Samedi, Ouattara n’a fait que parler au président du Pdci à haute voix pour l’amener à comprendre que chaque chose a son temps. Le principal destinataire du discours de Katiola est le président du Pdci-Rda, l’homme qui a vécu et qui veut ressusciter à la tête de l’Etat de Côte d’Ivoire.  Par cette déclaration, le chef de l’Etat rappelait simplement à Bédié qu’il est un être humain, un mortel et en tant que tel, il ne pouvait pas humainement réussir à plus de 86 ans ce qu’il n’a pas pu faire à 60 ans. Etre Président, c’est faire le tour du monde, effectuer les revues de troupes militaires seul, c’est rester debout lors des défilés militaires, c’est faire face à de nombreux escaliers comme ceux de l’Elysée sans aide, c’est monter dans les véhicules 4x4 sans se faire aider par des tabourets. Etre Président d’un pays requiert d’abord et avant, assez d’endurance et des capacités physiques non négligeables. C’est pourquoi, il est exigé des visites médicales aux impétrants.
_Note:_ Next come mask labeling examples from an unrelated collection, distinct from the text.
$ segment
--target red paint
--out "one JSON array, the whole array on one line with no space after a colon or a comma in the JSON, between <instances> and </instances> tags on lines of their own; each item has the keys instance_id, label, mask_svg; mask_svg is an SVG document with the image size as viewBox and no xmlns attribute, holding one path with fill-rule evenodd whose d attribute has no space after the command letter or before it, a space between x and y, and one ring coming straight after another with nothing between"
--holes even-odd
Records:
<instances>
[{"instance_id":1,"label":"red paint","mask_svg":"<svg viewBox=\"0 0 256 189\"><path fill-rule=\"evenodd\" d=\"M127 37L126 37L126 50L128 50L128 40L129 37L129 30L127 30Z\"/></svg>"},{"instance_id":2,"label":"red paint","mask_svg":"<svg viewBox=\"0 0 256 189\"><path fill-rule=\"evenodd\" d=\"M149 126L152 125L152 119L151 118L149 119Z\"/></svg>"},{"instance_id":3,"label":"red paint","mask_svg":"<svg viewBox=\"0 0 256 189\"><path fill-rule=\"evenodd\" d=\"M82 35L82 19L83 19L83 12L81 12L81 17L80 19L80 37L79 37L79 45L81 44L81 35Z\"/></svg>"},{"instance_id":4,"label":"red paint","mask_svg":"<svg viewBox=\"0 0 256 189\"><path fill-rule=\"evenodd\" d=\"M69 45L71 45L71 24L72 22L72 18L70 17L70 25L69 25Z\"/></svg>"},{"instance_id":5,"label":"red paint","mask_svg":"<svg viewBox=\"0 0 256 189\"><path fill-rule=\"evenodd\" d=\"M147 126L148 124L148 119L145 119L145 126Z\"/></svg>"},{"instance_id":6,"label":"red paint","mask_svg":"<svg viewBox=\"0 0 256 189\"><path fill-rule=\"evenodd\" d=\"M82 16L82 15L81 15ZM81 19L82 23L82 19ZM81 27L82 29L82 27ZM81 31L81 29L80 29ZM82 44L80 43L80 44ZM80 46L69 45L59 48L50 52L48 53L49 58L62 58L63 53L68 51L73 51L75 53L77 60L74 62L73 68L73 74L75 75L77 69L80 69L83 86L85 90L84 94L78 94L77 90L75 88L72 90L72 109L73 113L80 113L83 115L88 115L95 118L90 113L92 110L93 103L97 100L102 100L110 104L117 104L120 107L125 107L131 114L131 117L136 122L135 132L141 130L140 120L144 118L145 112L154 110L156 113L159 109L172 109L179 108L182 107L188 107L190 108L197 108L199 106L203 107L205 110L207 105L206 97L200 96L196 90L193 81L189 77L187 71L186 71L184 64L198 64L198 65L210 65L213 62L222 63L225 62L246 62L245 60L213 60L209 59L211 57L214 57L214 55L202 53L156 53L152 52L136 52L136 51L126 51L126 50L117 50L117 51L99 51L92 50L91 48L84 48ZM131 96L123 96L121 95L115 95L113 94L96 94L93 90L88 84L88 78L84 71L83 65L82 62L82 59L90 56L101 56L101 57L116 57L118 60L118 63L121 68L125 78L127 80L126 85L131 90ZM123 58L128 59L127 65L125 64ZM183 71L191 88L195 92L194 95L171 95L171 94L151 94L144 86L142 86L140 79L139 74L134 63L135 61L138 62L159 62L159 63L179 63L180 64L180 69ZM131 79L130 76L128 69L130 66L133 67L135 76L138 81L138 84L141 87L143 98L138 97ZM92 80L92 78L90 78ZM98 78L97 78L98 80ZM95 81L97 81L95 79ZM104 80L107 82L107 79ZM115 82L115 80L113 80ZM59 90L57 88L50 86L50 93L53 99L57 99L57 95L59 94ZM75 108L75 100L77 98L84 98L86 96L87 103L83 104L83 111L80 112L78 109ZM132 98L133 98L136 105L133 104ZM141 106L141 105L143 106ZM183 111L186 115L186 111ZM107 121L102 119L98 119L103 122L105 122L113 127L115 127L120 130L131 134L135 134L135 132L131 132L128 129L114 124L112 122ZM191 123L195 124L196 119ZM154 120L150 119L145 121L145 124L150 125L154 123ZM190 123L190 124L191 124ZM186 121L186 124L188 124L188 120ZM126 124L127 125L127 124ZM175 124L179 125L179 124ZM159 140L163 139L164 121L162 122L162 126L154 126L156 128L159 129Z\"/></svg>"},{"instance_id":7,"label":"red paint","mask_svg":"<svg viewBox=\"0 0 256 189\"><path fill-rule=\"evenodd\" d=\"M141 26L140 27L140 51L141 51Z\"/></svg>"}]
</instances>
Etre Président, c’est aussi et surtout un programme et une vision. A plus 86 ans, Henri Konan Bédié a encore quelle vision pour ce pays qu’il veut rediriger ? Ses collègues Présidents de la même époque que lui ont presque tous pris leur retraite bien méritée et paisible loin du brouhaha politique. Ouattara invite Bédié à l’accompagner dans cette retraite après de bons et loyaux services. Que non ! Bédié veut revenir aux affaires, juste pour se venger et solder les comptes des « Maliens », des « orpailleurs étrangers » et de tous ceux qui sont devenus Ivoiriens à partir des « laboratoires de fausses pièces situés à Abobo » qui l’avaient chassé du pouvoir en Noël 1999. C’est tout le projet de l’ancien chef de l’Etat.

De 1993 à 1999, il a dirigé ce pays sans partage. Il a eu du temps pour développer la Côte d’Ivoire et de dérouler son programme de gouvernement. Son bilan est là, connu de tous. La conséquence de sa gestion, c’est la liesse populaire ayant suivi le coup d’Etat qui l’a balayé. En brandissant sa probable candidature, Ouattara lève le chiffon rouge, le bouclier qui ruine les espoirs du N’zuéba dans sa reconquête du palais présidentiel. Dans ses rêves les plus fous, Bédié ne s’imagine jamais pouvoir battre le Président Ouattara dans les urnes. Ce n’était possible en 2010 et ce ne sera jamais possible ni en 2020 ni en 2025. C’est bouclé et serré. Bédié qui le sait doit donc essayer les équipes B. C’est cela le message codé de Ouattara qui se résume ainsi : « Tu es candidat, je  suis candidat et c’est fini pour toi. Désigne un jeune, je désigne un jeune, ils vont s’affronter, on ne sait jamais ». La balle est dans le camp de Bédié.